Colonel Robert Ingersoll spoke at his brother's grave

 
 
I sometimes wonder why anyone would choose not to believe in God.  If you question whether or not disbelief is a choice, then please consider the simple fact that every child is born with the ability to look at the evidence and from a very early age will ask his parents, "Mama, where did the earth come from?" or "Mama, who made the stars and moon?"   The despair and hopelessness that accompanies disbelief is enough to drive men away from atheism rather than toward it.  Some years ago I filed the following two incidents that demonstrate my point:

Chicago(U.P.) Clarence Darrow, seventy-eight years old today and waiting to die "without fear or enthusiasm," settled himself in a rocking chair and talked of life and death.  "I no longer doubt," he said. "I know now that there is nothing after death -- nothing to look forward to in joy or in fear." "I am not the agnostic any more, I am a materialist. It took me more than fifty years to find it out. "All my life I have been seeking some definite proof of God – something I could put my finger on and say 'This is fact.' But my doubts are at rest now. I know that such fact does not exist. "When I die -- as I shall soon -- my body will decay. My mind will decay and my intellect will be gone. My soul? There is no such thing."

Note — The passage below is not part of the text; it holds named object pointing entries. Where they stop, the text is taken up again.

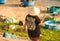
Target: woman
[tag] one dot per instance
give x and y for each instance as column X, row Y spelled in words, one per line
column 32, row 22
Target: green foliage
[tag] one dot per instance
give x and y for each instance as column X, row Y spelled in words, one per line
column 47, row 35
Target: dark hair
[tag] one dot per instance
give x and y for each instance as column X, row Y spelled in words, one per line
column 20, row 23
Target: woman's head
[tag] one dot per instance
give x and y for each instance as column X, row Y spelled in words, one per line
column 33, row 10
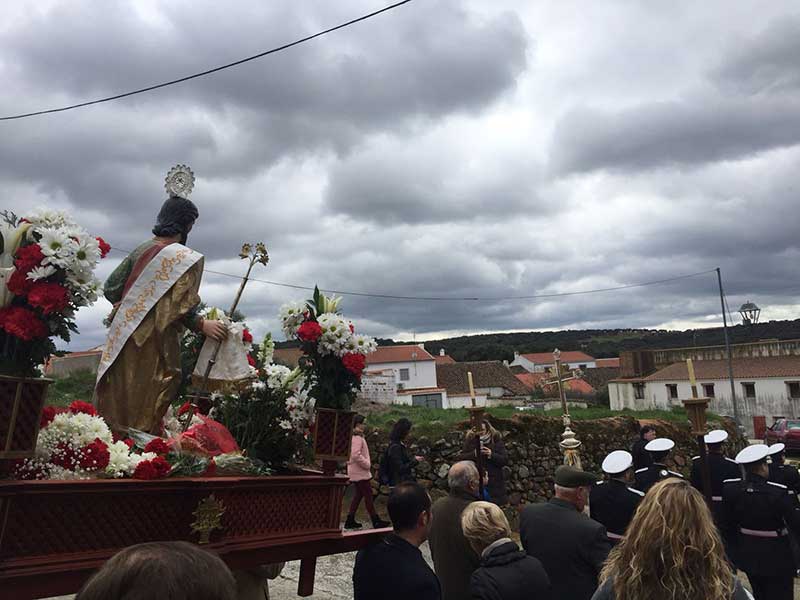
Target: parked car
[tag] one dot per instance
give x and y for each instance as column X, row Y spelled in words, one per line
column 786, row 431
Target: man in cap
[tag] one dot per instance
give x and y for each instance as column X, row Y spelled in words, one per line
column 779, row 471
column 757, row 518
column 612, row 503
column 659, row 450
column 571, row 546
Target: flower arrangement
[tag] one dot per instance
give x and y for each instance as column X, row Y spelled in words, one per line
column 334, row 356
column 46, row 275
column 76, row 443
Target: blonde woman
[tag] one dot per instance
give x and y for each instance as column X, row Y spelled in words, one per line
column 505, row 572
column 671, row 551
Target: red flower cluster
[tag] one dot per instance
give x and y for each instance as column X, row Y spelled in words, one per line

The great agnostic of the last century, Colonel Robert Ingersoll, spoke at his brother's grave. What an orator he was! What an intellect was his. What a great power for God this man could have been.  President Garfield, who was one of the pall bearers, said that the Colonel broke down and cried like a child in the delivery of that speech. Among other things, Ingersoll said: "Whether in mid-ocean, or amidst the breakers of the farther shore, a wreck must mark the end of each and all.  Though every hour is rich with love, and every moment is jeweled with a joy, it will at its close be a tragedy as deep and d ark as can be woven of the warp and woof of mystery and death.  Life is a narrow vale between the cold and barren peaks of two eternities; we strive in vain to look beyond the heights; we cry aloud, and the only answer is our wailing cry. From the voiceless lips of the unreplying dead there comes no word." 

This, dear reader, is the epitome of despair.  How much better to be able to say, "I have fought the good fight of faith," or "I know whom I have believed, and I am persuaded that he is able to guard that which I have committed unto him."  Ingersoll's words are a fair representation of the hopelessness of disbelief.  No wonder the man broke down and wept such tears of disbelief!